Nowadays, enterprises have recently entered a new era which is characterized by the exploration of Big Data to uncover yet unreachable knowledge. Big Data concerns massive data sets in the range of exabytes — highly variable, complex, and growing data sets from multiple data sources with difficulties of storing, analyzing, and visualizing for further processes. With the rapid development of networking, data storage, and data collection capacity, Big Data is now swiftly expanding in various domains, including manufacturing, healthcare, and retail, by the increasing volume and detail of information captured by companies, the rise of social media, and the Internet of Things. The process of researching massive amounts of data reveals hidden patterns and enables companies to gain richer and deeper insights into invaluable information. The result of Big Data analytics underpins new waves of productivity growth, innovation, and becomes a key basis for competition.
However, a vast number of Big Data technology vendors has emerged providing technologies to support companies for harnessing the intended value of Big Data. Within the huge Big Data vendor landscape, companies seek end-to-end solutions that can store, analyze, and visualize mass data quickly and reliably. The open-source Elasticsearch, Logstash, and Kibana (ELK) stack developed by Elastic is a search-based data discovery tool that provides a promising set of tools that can be used for near real-time analytics and fast full-text searches. It helps to glean actionable insights from almost any type of structured and unstructured data from almost any data source and faces the daunting task of harnessing the intended value of Big Data. Since the challenges in Big Data technology selection are non-trivial, evaluating the applicability of the ELK stack for different Big Data use cases seems inevitable.

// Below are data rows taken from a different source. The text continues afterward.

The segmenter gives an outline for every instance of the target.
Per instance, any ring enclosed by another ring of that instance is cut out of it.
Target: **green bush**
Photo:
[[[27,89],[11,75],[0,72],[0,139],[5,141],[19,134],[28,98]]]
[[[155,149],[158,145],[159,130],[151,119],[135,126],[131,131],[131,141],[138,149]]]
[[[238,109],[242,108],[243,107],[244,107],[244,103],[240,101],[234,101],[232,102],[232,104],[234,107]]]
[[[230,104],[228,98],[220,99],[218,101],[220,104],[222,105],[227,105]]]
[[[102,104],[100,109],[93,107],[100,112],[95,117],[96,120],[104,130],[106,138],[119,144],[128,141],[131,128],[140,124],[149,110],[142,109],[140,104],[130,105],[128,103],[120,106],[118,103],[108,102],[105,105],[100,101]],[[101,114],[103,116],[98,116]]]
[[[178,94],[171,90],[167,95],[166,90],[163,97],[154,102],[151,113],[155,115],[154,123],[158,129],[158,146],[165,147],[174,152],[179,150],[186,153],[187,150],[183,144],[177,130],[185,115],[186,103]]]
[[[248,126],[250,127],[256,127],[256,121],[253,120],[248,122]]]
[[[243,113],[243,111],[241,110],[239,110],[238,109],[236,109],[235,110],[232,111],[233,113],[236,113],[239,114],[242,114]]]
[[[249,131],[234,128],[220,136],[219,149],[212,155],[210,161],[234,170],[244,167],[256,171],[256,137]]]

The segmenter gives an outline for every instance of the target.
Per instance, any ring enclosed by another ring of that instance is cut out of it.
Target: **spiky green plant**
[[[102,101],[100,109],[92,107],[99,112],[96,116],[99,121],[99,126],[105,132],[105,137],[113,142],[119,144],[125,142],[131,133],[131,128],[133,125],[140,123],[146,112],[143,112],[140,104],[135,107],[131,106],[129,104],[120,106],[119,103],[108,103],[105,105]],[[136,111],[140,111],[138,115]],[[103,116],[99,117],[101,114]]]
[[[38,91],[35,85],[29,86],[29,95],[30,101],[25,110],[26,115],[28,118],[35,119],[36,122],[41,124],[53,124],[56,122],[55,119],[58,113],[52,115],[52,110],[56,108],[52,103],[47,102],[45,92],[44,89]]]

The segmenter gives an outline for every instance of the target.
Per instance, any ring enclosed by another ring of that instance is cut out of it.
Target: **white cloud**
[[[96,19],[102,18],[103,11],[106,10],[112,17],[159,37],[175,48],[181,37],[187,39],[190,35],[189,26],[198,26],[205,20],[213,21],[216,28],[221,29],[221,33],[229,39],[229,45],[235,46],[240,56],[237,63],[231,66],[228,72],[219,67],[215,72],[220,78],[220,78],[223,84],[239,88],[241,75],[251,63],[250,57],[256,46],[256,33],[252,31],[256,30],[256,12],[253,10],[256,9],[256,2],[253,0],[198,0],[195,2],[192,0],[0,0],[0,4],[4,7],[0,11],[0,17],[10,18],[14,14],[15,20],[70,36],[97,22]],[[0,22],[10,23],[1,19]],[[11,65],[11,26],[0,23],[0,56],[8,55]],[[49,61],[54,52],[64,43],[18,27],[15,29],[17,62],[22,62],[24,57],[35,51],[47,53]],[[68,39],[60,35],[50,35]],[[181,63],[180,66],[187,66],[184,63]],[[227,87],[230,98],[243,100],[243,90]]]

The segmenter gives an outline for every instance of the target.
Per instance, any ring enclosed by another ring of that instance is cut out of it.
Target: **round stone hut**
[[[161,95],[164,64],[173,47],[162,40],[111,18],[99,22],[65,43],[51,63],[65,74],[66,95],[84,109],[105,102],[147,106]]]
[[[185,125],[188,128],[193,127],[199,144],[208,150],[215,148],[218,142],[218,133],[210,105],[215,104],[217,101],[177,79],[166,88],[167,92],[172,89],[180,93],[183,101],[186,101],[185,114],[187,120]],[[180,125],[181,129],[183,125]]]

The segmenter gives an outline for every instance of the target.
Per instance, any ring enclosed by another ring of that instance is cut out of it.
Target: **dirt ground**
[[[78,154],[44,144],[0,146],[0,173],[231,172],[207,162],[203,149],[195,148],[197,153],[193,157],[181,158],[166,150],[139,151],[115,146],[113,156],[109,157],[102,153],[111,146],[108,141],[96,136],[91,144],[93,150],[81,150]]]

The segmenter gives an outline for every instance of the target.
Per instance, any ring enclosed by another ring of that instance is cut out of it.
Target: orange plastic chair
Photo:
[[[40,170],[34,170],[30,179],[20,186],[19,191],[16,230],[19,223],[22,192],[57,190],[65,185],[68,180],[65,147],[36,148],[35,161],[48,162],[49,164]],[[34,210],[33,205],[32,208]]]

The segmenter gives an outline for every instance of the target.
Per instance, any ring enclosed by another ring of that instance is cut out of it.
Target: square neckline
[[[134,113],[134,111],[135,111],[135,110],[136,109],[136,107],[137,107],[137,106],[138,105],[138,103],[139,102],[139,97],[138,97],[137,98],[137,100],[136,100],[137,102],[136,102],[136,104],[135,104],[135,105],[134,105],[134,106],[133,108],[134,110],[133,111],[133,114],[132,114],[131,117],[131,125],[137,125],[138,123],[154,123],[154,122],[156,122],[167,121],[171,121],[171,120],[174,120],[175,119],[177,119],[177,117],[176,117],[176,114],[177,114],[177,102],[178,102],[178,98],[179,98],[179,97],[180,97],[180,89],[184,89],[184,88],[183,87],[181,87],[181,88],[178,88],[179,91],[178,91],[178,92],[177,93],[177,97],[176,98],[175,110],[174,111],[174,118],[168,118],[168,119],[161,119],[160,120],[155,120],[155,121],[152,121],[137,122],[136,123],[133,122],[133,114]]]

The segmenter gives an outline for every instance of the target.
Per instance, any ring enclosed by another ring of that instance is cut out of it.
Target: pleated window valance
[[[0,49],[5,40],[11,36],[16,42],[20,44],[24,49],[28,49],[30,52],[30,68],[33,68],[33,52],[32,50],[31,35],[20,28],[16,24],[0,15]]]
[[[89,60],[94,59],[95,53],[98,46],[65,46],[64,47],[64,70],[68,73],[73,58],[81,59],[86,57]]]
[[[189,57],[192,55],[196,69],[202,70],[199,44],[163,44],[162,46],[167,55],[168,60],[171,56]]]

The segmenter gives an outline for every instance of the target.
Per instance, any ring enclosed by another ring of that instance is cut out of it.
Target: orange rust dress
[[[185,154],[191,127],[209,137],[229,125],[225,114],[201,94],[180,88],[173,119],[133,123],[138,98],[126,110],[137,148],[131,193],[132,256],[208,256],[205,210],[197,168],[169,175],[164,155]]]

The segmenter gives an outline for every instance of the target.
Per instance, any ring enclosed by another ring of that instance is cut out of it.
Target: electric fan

The goal of this master’s thesis is to assess the applicability of the ELK stack for various Big Data use cases. For that reason, this work aims to juxtapose the ELK stack in opposition to related search-based data discovery tools and to crystallize out its key features and capabilities by conducting a structured literature review and a descriptive study. Within the scope of four experiments, the ELK stack is implemented and its performance is assessed by various performance benchmarks. Based on the results of the experiments, distinct characteristics of the ELK stack are elicited. These characteristics indicate strengths and weaknesses of the ELK stack and provide guidance for better decision making in Big Data technology adoption.